Nigeria’s Central Bank Cracks Down on Banks Hoarding Dollars

Abuja, Nigeria: In a bid to curb the volatile exchange rate, Nigeria’s Central Bank of Nigeria (CBN) has ordered commercial banks to sell off their excess dollar holdings by February 1st. This move aims to address concerns about banks speculating on foreign currency fluctuations for profit.

The CBN issued a circular raising alarm over the growing trend of banks accumulating large dollar positions. This practice, known as holding a long Net Open Position (NOP), exposes them to foreign exchange risks and potentially manipulates the market.

The circular, titled “Harmonisation of Reporting Requirements on Foreign Currency Exposures of Banks,” sets new guidelines to limit these risks. Banks must now ensure their NOP, which measures the difference between their foreign currency assets and liabilities, stays within a strict range of 20% short or 0% long of their shareholder funds.

This directive comes amidst recent efforts to unify the official and parallel market exchange rates. In January, the CBN adjusted the methodology for calculating the official rate, causing it to jump from N900/dollar to N1,480/dollar.
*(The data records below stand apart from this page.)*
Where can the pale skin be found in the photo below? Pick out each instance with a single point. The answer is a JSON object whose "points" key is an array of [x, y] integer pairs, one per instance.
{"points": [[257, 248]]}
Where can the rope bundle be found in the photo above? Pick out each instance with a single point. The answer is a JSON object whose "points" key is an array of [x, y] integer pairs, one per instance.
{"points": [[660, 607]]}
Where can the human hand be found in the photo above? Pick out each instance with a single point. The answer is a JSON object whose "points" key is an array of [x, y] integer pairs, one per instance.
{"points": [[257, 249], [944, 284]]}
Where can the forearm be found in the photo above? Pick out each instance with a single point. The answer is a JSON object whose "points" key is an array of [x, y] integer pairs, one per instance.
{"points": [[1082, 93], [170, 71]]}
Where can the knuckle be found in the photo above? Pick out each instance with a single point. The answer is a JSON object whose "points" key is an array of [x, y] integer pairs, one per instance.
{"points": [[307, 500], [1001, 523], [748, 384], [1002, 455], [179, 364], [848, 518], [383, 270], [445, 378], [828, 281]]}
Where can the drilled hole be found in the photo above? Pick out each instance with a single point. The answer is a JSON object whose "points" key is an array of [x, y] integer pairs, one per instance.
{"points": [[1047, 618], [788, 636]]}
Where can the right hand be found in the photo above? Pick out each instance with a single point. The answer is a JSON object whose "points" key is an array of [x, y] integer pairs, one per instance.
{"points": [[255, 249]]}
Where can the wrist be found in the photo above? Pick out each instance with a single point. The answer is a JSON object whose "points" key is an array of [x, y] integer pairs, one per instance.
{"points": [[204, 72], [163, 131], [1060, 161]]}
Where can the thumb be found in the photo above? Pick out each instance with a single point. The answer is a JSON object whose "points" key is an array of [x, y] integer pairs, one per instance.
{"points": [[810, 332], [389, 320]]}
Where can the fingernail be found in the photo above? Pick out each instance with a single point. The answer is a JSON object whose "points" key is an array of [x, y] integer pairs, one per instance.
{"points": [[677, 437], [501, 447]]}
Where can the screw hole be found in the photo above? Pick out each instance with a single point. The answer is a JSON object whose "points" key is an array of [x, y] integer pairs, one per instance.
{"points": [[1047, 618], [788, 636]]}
Economists have welcomed the move but urged the CBN to address remaining challenges. Clearing the estimated $5 billion backlog in FX requests and consistently funding FX demands at the official window are crucial steps to prevent the parallel market rate from diverging again.

The CBN suspects banks of contributing to this backlog by holding onto excess dollars. The circular gives them until today to sell off these positions, estimated at over $5 billion. Non-compliance will result in sanctions and suspension from the foreign exchange market.

This crackdown follows a similar measure in mid-2023, where the CBN prohibited banks from using their foreign exchange revaluation gains for dividends or operational expenses.

While the naira appreciated slightly at the official window following the new directive, the parallel market saw some volatility. Bureau de Change operators reported selling dollars between N1,511-1,512, with some implementing a temporary “no sales policy” as a strategy to stabilize the naira.